American audio engineer

Dan Healy is an audio engineer who often worked with the American rock band the Grateful Dead. He succeeded Alembic and Owsley "Bear" Stanley as the group's chief sound man after the Wall Of Sound in 1974 and subsequent band hiatus through 1975. A favorite amongst Deadheads for many years, he helped to introduce a tapers section at Grateful Dead concert to allow audience recording of live concerts. Healy would often provide direct output from the soundboard for the tapers to directly patch into their recorders.

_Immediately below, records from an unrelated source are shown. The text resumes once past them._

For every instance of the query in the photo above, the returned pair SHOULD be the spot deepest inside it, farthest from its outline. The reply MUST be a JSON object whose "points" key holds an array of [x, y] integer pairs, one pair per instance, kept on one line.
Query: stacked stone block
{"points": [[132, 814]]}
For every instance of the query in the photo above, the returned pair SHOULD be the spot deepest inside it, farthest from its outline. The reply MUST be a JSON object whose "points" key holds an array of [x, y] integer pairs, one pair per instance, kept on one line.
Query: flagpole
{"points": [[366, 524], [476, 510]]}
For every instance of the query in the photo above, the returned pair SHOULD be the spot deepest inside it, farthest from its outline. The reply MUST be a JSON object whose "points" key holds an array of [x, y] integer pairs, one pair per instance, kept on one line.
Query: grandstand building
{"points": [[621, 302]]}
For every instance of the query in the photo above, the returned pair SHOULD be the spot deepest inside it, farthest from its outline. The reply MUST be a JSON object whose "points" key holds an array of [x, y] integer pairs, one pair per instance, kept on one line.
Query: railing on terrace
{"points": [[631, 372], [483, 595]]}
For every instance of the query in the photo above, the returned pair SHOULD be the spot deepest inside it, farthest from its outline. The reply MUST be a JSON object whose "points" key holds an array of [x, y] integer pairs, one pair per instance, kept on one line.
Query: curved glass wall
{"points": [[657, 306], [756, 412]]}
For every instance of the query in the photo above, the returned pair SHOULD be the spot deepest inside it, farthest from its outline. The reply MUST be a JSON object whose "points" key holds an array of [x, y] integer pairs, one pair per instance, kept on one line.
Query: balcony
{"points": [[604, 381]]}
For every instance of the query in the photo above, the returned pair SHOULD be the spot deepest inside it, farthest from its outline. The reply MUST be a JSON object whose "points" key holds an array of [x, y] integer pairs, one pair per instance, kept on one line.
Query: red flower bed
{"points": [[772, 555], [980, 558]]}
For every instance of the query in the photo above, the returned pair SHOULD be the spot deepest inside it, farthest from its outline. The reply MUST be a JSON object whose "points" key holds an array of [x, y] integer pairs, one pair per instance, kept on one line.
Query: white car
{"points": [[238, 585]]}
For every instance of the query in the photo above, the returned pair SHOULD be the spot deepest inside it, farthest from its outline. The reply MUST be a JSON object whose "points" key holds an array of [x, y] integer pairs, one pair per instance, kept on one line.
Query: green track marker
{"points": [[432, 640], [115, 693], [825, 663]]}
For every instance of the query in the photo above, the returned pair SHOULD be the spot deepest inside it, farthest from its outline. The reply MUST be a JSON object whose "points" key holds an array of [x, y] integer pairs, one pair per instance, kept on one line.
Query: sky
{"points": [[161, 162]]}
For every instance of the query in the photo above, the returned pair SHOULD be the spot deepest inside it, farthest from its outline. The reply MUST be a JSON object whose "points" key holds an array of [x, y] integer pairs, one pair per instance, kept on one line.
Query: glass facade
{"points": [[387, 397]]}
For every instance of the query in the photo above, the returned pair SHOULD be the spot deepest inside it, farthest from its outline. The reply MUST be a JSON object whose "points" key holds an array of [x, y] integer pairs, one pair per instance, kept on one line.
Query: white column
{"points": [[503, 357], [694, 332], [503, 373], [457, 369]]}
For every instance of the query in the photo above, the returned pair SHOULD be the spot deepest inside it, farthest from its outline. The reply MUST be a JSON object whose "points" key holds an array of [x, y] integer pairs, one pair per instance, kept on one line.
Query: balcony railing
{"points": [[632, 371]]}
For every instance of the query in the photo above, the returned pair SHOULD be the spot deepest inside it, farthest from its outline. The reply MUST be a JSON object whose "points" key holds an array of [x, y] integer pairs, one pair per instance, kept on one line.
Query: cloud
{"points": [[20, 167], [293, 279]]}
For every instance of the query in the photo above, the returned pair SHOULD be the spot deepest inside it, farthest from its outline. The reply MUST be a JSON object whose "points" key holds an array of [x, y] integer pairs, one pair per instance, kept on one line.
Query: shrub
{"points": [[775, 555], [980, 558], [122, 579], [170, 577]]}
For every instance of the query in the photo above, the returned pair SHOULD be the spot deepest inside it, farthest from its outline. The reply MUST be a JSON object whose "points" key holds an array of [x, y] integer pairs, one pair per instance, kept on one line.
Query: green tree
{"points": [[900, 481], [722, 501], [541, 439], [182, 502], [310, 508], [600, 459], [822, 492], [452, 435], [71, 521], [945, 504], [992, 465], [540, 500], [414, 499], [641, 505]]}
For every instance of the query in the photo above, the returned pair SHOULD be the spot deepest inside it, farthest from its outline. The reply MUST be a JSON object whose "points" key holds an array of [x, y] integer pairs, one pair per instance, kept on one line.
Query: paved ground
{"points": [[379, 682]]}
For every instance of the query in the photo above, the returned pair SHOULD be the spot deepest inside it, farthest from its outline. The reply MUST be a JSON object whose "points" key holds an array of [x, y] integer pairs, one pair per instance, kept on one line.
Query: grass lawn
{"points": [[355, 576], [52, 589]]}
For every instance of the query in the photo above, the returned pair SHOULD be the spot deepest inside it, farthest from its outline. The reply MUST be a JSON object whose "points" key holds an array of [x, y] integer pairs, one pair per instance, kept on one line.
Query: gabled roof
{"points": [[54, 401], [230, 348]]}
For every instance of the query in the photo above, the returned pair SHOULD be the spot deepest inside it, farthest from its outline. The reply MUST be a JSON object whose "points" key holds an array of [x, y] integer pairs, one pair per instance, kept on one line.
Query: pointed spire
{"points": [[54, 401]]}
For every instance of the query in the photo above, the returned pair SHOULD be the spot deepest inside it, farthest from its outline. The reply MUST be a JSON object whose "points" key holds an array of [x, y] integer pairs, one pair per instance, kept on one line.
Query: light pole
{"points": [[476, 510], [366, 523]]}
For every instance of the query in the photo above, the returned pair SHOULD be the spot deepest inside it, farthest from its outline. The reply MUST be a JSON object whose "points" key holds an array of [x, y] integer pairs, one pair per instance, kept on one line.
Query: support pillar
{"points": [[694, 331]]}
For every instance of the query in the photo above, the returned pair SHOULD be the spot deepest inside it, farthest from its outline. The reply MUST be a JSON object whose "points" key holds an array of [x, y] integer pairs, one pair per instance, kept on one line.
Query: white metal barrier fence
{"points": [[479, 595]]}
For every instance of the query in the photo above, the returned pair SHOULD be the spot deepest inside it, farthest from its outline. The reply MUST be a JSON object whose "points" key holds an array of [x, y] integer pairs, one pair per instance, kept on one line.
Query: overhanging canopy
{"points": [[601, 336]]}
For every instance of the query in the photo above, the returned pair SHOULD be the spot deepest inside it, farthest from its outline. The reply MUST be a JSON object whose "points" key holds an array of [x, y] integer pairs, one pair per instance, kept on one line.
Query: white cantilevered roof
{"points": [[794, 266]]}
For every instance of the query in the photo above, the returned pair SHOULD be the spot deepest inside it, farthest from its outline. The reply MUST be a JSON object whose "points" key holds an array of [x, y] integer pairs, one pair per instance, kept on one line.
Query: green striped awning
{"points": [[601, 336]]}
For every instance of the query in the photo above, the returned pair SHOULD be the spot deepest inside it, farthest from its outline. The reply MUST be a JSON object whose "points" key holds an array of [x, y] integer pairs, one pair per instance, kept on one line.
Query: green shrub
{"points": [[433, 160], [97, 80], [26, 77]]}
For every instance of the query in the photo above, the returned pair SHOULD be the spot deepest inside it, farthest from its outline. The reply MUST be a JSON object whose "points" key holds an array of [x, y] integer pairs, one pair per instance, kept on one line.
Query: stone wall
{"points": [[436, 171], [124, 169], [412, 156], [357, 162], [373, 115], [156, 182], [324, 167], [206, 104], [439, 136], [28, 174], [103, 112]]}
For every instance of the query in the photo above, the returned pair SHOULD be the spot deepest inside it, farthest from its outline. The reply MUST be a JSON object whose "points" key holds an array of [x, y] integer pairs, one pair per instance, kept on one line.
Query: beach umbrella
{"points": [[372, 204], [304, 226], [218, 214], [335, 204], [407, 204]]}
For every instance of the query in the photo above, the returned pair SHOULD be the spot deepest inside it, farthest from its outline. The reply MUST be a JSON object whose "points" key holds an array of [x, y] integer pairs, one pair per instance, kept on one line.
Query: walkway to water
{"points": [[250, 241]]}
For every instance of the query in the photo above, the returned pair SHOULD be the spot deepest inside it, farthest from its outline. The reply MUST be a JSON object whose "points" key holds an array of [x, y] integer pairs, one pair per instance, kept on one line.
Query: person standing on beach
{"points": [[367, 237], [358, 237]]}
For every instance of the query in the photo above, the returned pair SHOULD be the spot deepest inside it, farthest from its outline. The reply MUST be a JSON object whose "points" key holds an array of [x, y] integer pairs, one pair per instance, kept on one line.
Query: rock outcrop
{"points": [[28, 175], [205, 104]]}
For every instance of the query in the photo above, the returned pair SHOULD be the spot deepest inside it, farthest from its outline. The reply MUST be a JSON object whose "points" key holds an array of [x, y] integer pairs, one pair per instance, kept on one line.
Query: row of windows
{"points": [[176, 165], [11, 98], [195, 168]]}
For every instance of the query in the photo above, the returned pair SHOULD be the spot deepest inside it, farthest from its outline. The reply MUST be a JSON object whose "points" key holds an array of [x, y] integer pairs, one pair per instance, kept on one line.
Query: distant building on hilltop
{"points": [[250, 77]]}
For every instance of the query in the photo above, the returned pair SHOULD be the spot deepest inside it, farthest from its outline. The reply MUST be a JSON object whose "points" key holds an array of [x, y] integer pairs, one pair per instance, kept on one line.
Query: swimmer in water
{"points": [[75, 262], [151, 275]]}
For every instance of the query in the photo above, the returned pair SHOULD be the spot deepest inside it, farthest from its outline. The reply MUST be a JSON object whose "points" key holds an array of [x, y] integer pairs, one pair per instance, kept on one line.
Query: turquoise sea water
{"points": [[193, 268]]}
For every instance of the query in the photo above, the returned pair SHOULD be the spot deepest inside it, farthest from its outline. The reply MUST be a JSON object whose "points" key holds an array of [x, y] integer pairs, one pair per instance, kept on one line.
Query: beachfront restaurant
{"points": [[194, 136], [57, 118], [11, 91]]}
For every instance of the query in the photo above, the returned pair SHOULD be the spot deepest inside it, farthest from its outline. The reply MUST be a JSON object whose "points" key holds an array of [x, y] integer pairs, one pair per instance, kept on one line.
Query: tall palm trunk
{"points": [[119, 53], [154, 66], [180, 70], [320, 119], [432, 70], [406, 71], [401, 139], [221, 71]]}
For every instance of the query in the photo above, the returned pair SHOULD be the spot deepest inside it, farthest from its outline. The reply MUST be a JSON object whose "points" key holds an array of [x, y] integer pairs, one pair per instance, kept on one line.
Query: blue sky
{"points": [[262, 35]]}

He was a pioneer in rock sound system innovation, and helped Bear along with Ron Wickersham of Alembic design the Dead's "Wall of Sound" concert sound system. He also helped perfect the ultra-matrix soundboard setup which was used by the Dead from 1986 through 1990. The setup mixed together audience feed with the soundboard feed to create a more dynamic, realistic concert sound. Some fans and collectors of the band's live recordings deem this setup to be the band's best-sounding, and most practical.

Healy has also undertaken record production duties on occasion, such as when he produced the 1960s San Francisco psychedelic band The Charlatans' eponymous debut album. He is listed as co-producer and engineer on Mother Earth's debut album Living with the Animals (1968), and also produced albums for the Sir Douglas Quintet, Harvey Mandel, Dr. John, and Quicksilver Messenger Service. Healy was also the bass player for Hoffman's Bicycle (later Bycycle) that played the Bay Area for 18 months from the Summer of 1968.